Pieter Jozef Sencie (Halle, 20 september 1865 - Leuven, 15 augustus 1941) was een Belgisch rooms-katholiek priester, erekanunnik, hoogleraar en pionier van de vernederlandsing van de Katholieke Universiteit Leuven.

Levensloop

Na middelbare studies aan het Klein Seminarie van Hoogstraten, studeerde Sencie filosofie en theologie aan het seminarie in Mechelen (1883-1888) en werd er in 1888 tot priester gewijd. In 1892 promoveerde hij tot doctor in de wijsbegeerte en letteren aan de Katholieke Universiteit Leuven. Hij werd er onmiddellijk docent oude geschiedenis en was er van 1898 tot 1939 gewoon hoogleraar, specialist in de Griekse opschriftkunde en de Griekse en Romeinse oudheid. Hij werd erekanunnik van het aartsbisdom Mechelen en huisprelaat van de paus. Van 1894 tot 1906 was hij president van het Pauscollege.

Sencie was van in zijn studententijd actief in Vlaamsvoelende organisaties:

Na de Eerste Wereldoorlog was hij een van de gangmakers van de Nederlandstalige cursussen in Leuven. In 1924 was hij medestichter en voorzitter van de vereniging Vlaamse Leergangen.

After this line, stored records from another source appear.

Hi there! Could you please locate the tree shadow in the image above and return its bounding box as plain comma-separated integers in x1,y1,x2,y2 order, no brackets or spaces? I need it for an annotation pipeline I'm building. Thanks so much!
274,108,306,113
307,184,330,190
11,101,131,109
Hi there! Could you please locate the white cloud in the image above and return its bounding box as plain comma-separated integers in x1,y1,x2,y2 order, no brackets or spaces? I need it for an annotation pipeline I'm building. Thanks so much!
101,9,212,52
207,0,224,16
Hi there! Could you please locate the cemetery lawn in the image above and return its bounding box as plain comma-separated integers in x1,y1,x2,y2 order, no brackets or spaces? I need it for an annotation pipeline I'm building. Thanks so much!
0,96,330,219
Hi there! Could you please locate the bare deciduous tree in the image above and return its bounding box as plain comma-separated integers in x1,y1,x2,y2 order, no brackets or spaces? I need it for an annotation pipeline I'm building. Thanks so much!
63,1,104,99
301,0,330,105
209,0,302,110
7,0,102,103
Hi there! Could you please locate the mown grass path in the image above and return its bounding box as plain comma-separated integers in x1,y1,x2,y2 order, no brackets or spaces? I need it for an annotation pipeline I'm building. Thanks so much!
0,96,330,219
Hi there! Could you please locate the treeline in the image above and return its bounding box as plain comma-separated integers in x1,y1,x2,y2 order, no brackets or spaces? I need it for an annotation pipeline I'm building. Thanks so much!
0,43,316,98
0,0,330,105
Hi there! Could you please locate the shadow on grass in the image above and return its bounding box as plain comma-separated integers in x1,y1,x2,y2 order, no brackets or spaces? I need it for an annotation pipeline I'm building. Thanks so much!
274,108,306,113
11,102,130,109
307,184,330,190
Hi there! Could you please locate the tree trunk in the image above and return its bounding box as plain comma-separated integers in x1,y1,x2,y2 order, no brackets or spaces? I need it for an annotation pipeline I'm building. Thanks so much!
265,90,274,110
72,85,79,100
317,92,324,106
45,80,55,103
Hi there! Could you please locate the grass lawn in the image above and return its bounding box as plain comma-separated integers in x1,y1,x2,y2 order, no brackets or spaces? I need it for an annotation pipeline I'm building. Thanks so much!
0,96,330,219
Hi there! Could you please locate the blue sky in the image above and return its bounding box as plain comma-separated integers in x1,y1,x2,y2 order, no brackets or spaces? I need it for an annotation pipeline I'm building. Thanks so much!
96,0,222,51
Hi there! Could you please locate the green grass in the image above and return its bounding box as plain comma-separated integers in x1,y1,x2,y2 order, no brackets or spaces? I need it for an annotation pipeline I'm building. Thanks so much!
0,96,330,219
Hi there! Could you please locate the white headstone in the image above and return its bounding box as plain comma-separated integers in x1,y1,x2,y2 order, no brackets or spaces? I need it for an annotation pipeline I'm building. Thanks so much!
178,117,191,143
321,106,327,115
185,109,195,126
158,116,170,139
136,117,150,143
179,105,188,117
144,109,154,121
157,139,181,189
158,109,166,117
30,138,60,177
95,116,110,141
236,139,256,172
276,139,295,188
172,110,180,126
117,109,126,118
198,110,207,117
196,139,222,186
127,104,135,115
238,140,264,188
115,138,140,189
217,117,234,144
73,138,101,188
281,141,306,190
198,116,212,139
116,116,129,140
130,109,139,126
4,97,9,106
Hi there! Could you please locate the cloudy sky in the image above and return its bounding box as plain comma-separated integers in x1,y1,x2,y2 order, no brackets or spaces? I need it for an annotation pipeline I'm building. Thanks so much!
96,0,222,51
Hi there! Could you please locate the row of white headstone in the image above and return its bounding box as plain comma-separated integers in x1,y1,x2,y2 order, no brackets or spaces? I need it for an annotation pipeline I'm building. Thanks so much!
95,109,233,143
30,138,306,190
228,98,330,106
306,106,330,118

De vereniging telde onder zijn stichters Joris Helleputte, Emile Van Dievoet, Prosper Poullet, Prosper Thuysbaert, Frans Van Cauwelaert en Aloys Van de Vyvere. In 1925 werd Sencie ook voorzitter van de in 1907 gestichte Emiel Vliebergh-leergangen voor vakantiecursussen in het Nederlands.

Het Monseigneur Sencie-Instituut, gebouwd in 1952 aan de Blijde Inkomststraat in Leuven, draagt zijn naam. Er is in Leuven ook het Vliebergh Senciecentrum voor naschoolse vorming van onderwijzend personeel. In Halle is er een Monseigneur Senciestraat.